As the whole world is getting ready to use 4G mobile broadband (those who are not using it yet at least), industry insiders warn there might be potential flaws with the oh-so awaited service.
As a quick reminder, the fourth generation would see users turn to LTE-based technology which would potentially bring speeds of 1Gbps to your smartphones or computers.
However now it is thought that too many providers are going to base their products on incompatible bands which could corrupt the service.
A fresh report coming from GSMA’s Wireless Intelligence has stated that it might be very difficult (as well as costly) to manufacture phones as well as other handsets which would have a universal LTE feature, as it has been estimated that there will be 38 various spectrum frequency combinations auctioned for the 4G rollout.
Wireless Intelligence’s Senior Analyst, Joss Gillet, stated in the report:
“Spectrum fragmentation has the potential to hinder global LTE roaming if device manufacturers are required to include support for many disparate frequencies in their devices.
“Given the backwards compatibility already required for either HSPA or EV-DO connectivity, we are unlikely to see a ‘world’ device in a handset form-factor soon.”

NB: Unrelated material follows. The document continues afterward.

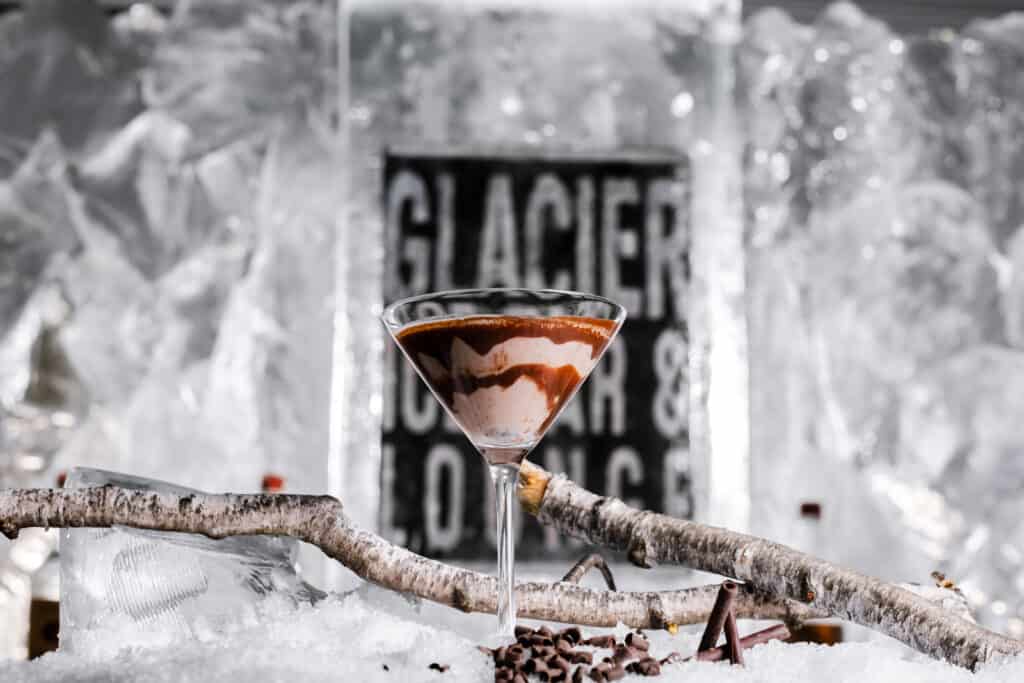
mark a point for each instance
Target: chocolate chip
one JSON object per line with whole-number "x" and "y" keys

To taste the difference we can explore the different bands used around the world for the services, for instance USA is looking at 700MHz, Japan – 2100MHz, China – 2500MHz, while Europe is to harmonise bands from 790MHz to 862MHz into 800MHz by January 2013.
It might be worth saying that a number of countries are already using 4G services and it is highly unlikely that they would decide to opt for a spectrum change.